What makes it interesting is what’s being indexed. Because every tool is a plain D function with a @Tool attribute, the source files are already their own documentation. The model doesn’t have to reverse-engineer intent from implementation. The description is right there in the attribute, and the implementation is a few lines below it.
The practical result: you can ask “how does web search work?” and the agent retrieves the webSearch function, reads the @Tool description, and explains it accurately. With a small model. Locally.
What’s Included
DLLM is more than just the tool system and grammar sampler. Here’s everything that’s included out of the box:
- RAG with binary-persisted embeddings and cosine similarity ranking
- Vision support via mtmd (load an image, ask about it)
- Docker-sandboxed code execution (Python, JavaScript, Bash, R, D)
- Web search via SearxNG, and web fetch
- File I/O, date/time, encoding, audio playback tools
- KV cache condensation via a dedicated summary model
- Thinking budget enforcement via token limits
- Memento system, where the agent writes notes to its future self between sessions
- Full interactive and oneshot modes
In closing
D gave me ImportC for zero-overhead access to llama.cpp, UDAs and __traits for a tool system with one source of truth, and UFCS for code that reads the way I think. The entire tool registration and grammar generation system is about 150 lines.

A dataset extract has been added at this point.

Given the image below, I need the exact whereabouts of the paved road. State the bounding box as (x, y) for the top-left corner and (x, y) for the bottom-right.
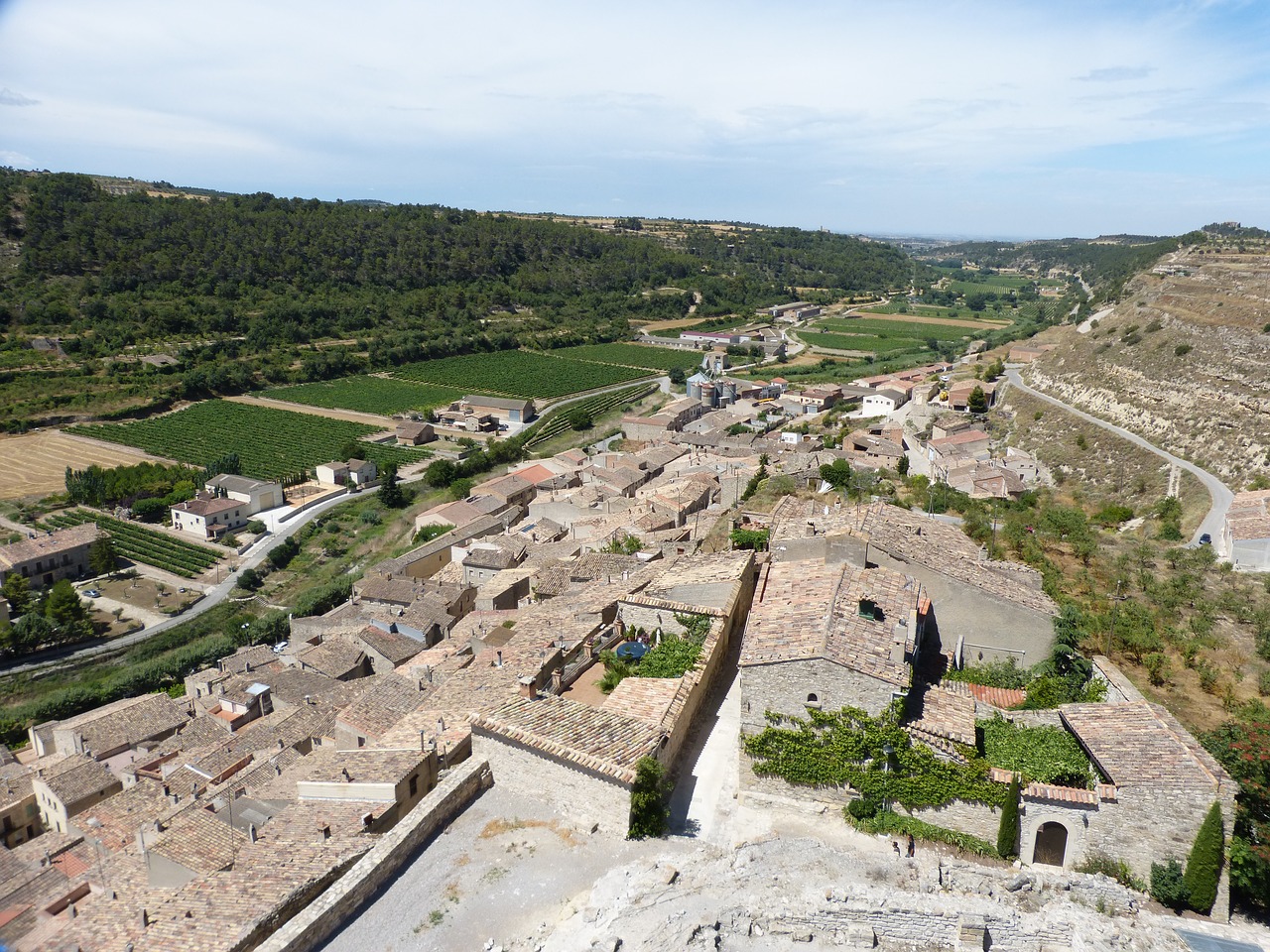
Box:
(0, 487), (375, 674)
(1006, 368), (1234, 556)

If you’ve been looking for a project to try D on, local AI tooling is a good fit. The space is young, the performance characteristics reward D’s zero-overhead philosophy, and the metaprogramming needs of LLM agents map almost perfectly onto what D does best.
DLLM is open source under GPLv3. The code is small enough to read in an afternoon. Find it at github.com/DannyArends/DLLM.